Is all of that food for me?
いいえ、私全部食べちゃう!自分の食べ物を作ってね!
でも,私は下手なシェフそしてパスタがない。どうするか。
毎日勉強してるんだけど、終わるようになるかな
Been a bit! I’m pretty unsure about this one, but figured mistakes would be a good learning opportunity anyway
お母さんは訪ねた時、母さんはクっきーよりカップケーキの方が美味しいだって言った。私は、嘘つきで言動矛盾だって返事した。母さんは、クッキーは美味しくなくてまずいだって言った。この喧嘩は終わらなかったみたいだ。
I’m not confident enough to re-write and claim my revised sentences are correct, so instead I will just give pointers on things I’m more confident on.
Make sure never to put だ after い-adjectives like おいしい and まずい. It’s something that I think every Japanese learner struggles with at some point in their journey…
Another thing is I don’t think you need to specify お母さん as the topic twice in the first sentence.
And lastly, I’m not sure if it’s wrong the way it is now, but I would prefer to use the present progressive on the last sentence to emphasize that it’s still not over: 終わっていないみたいだ.
—> donated blood
Wanna be more consistent with this since writing these and getting feedback has been super helpful
私:「飢えや不自由や戦争がない世界を想像してほしい。もし私はその世界で住んでいたら、幸せになりますか。私の不幸は心から来ますか。」
友達:「あの、すみませんけど、喋らないでくれますか?宿題をしてみていますよ。」
Ha, i feel your friends pain </3 Nothing worse than a philosopher where you’re trying to grind out algebra.
So, I had read this thinking that 私 was just thinking out loud, but re-reading it now it sounds more like you are deeply unhappy and actively asking your friend if living in a pain-free world would rid you of this melancholy. In this case the direct questions in the bold half work. The only change I’d make would be to change 私の不幸は心から来ますか to something like
それか、私の不幸は私自身によって引き起こされていますか?
Or am I the one causing my own misery?
However, If it is more implied as a thinking out loud, then the part that is in bold could be re-worded to something like 幸せになるかな? それか、私の不幸は私自身によって引き起こされているかな?
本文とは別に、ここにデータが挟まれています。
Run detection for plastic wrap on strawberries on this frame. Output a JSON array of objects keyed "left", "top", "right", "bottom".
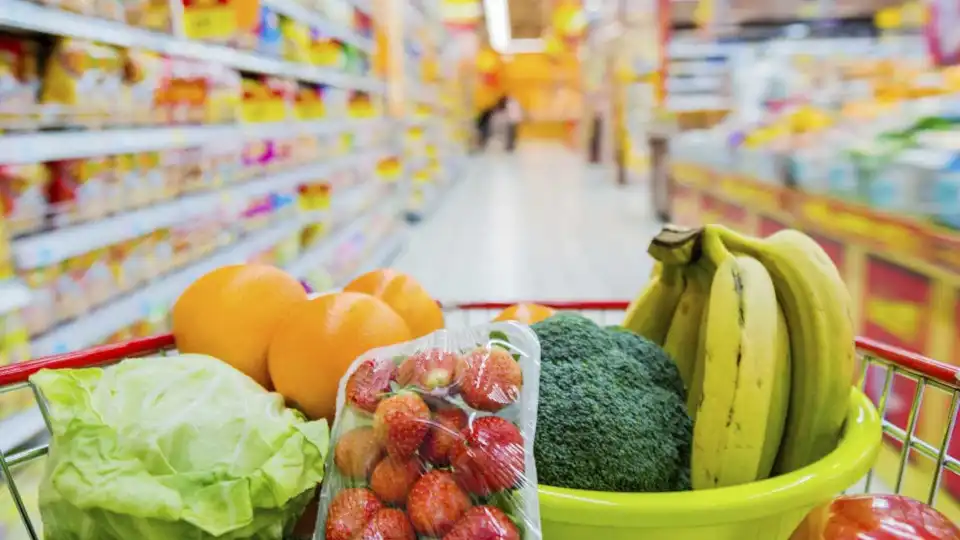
[{"left": 314, "top": 322, "right": 542, "bottom": 540}]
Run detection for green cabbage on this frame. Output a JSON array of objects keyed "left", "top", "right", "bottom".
[{"left": 30, "top": 355, "right": 329, "bottom": 540}]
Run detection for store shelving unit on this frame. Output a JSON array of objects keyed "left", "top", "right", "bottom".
[{"left": 0, "top": 0, "right": 433, "bottom": 452}]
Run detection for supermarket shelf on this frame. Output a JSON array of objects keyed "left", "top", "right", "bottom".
[
  {"left": 0, "top": 406, "right": 47, "bottom": 454},
  {"left": 32, "top": 220, "right": 300, "bottom": 356},
  {"left": 264, "top": 0, "right": 374, "bottom": 54},
  {"left": 0, "top": 279, "right": 30, "bottom": 315},
  {"left": 11, "top": 146, "right": 388, "bottom": 270},
  {"left": 0, "top": 119, "right": 386, "bottom": 164},
  {"left": 0, "top": 0, "right": 385, "bottom": 93}
]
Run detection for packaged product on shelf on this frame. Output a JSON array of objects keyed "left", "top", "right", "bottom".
[
  {"left": 309, "top": 28, "right": 343, "bottom": 69},
  {"left": 316, "top": 323, "right": 542, "bottom": 540},
  {"left": 181, "top": 0, "right": 238, "bottom": 44},
  {"left": 294, "top": 83, "right": 324, "bottom": 121},
  {"left": 174, "top": 148, "right": 209, "bottom": 194},
  {"left": 20, "top": 265, "right": 60, "bottom": 336},
  {"left": 54, "top": 255, "right": 90, "bottom": 322},
  {"left": 243, "top": 140, "right": 274, "bottom": 180},
  {"left": 257, "top": 5, "right": 286, "bottom": 57},
  {"left": 83, "top": 247, "right": 118, "bottom": 307},
  {"left": 0, "top": 34, "right": 40, "bottom": 130},
  {"left": 205, "top": 64, "right": 241, "bottom": 124},
  {"left": 133, "top": 152, "right": 166, "bottom": 204},
  {"left": 280, "top": 17, "right": 311, "bottom": 64},
  {"left": 48, "top": 157, "right": 104, "bottom": 227},
  {"left": 124, "top": 48, "right": 164, "bottom": 125},
  {"left": 0, "top": 163, "right": 50, "bottom": 236},
  {"left": 159, "top": 150, "right": 184, "bottom": 201},
  {"left": 263, "top": 76, "right": 297, "bottom": 122}
]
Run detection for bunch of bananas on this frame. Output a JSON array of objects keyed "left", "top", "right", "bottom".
[{"left": 624, "top": 225, "right": 855, "bottom": 489}]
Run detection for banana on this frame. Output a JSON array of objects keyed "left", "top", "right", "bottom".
[
  {"left": 623, "top": 265, "right": 685, "bottom": 346},
  {"left": 708, "top": 226, "right": 855, "bottom": 473},
  {"left": 663, "top": 264, "right": 711, "bottom": 394},
  {"left": 692, "top": 254, "right": 790, "bottom": 489}
]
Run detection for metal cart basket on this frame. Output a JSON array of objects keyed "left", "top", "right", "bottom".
[{"left": 0, "top": 301, "right": 960, "bottom": 540}]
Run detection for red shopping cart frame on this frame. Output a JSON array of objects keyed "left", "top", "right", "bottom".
[{"left": 0, "top": 301, "right": 960, "bottom": 538}]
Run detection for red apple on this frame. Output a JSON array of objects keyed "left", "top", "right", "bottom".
[{"left": 790, "top": 495, "right": 960, "bottom": 540}]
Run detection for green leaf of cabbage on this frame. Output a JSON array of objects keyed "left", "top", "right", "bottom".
[{"left": 30, "top": 355, "right": 329, "bottom": 540}]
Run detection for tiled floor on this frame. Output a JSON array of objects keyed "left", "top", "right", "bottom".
[{"left": 393, "top": 143, "right": 659, "bottom": 301}]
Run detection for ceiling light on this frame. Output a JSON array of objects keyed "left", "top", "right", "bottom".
[{"left": 483, "top": 0, "right": 511, "bottom": 53}]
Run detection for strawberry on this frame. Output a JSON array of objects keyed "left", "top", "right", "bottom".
[
  {"left": 455, "top": 347, "right": 523, "bottom": 412},
  {"left": 443, "top": 506, "right": 520, "bottom": 540},
  {"left": 370, "top": 456, "right": 422, "bottom": 506},
  {"left": 346, "top": 358, "right": 397, "bottom": 413},
  {"left": 333, "top": 427, "right": 383, "bottom": 479},
  {"left": 326, "top": 488, "right": 383, "bottom": 540},
  {"left": 354, "top": 508, "right": 417, "bottom": 540},
  {"left": 450, "top": 416, "right": 525, "bottom": 496},
  {"left": 420, "top": 409, "right": 467, "bottom": 467},
  {"left": 373, "top": 392, "right": 430, "bottom": 459},
  {"left": 397, "top": 349, "right": 459, "bottom": 391},
  {"left": 407, "top": 470, "right": 470, "bottom": 537}
]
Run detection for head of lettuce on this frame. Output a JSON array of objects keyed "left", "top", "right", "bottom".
[{"left": 31, "top": 355, "right": 329, "bottom": 540}]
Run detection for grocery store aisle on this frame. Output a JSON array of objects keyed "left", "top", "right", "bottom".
[{"left": 394, "top": 143, "right": 659, "bottom": 301}]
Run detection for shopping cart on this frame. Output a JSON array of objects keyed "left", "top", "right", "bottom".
[{"left": 0, "top": 301, "right": 960, "bottom": 540}]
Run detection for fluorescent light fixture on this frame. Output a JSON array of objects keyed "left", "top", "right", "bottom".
[{"left": 483, "top": 0, "right": 511, "bottom": 53}]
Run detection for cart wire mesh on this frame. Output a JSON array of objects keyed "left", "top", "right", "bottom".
[{"left": 0, "top": 301, "right": 960, "bottom": 540}]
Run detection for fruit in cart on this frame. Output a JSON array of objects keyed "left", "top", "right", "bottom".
[
  {"left": 30, "top": 354, "right": 330, "bottom": 540},
  {"left": 353, "top": 508, "right": 417, "bottom": 540},
  {"left": 623, "top": 266, "right": 686, "bottom": 346},
  {"left": 325, "top": 488, "right": 383, "bottom": 540},
  {"left": 455, "top": 346, "right": 523, "bottom": 412},
  {"left": 692, "top": 253, "right": 790, "bottom": 489},
  {"left": 370, "top": 456, "right": 423, "bottom": 506},
  {"left": 790, "top": 495, "right": 960, "bottom": 540},
  {"left": 407, "top": 470, "right": 472, "bottom": 537},
  {"left": 624, "top": 225, "right": 853, "bottom": 489},
  {"left": 343, "top": 268, "right": 443, "bottom": 338},
  {"left": 373, "top": 391, "right": 430, "bottom": 459},
  {"left": 170, "top": 264, "right": 307, "bottom": 388},
  {"left": 397, "top": 348, "right": 460, "bottom": 391},
  {"left": 333, "top": 426, "right": 384, "bottom": 479},
  {"left": 450, "top": 416, "right": 526, "bottom": 497},
  {"left": 707, "top": 227, "right": 855, "bottom": 473},
  {"left": 531, "top": 313, "right": 693, "bottom": 492},
  {"left": 420, "top": 407, "right": 467, "bottom": 467},
  {"left": 346, "top": 358, "right": 397, "bottom": 414},
  {"left": 443, "top": 506, "right": 520, "bottom": 540},
  {"left": 268, "top": 292, "right": 410, "bottom": 420},
  {"left": 493, "top": 302, "right": 557, "bottom": 324}
]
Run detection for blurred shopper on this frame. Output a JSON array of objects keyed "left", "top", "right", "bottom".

Summary = comforting hug for pokedots
外で食べたいので、この重いクーラーボックスをもっていってみてくれる?
みなさん、仕事は何ですか。
Not sure if the right verb to say that someone is on a website is いる. I really really appreciate everyone’s help!
この会社の未来を心配してるよね。何も売れてなくて誰も働いてない。皆さんは仕事しないで机で座る。私は社員の画面を見たら、彼らはブンプロとワニカニにいるよ。
Sorry, I don’t know for sure neither, but I wonder if we can use “looking at” similar to English:
彼らはブンプロを見てる。
Looking seems to be fine, I heard “ツイッター見ちゃう” the other day. Could probably use something more specific like 練習/勉強 since that’s what bunpro’s for, also maybe サボる because they are at work.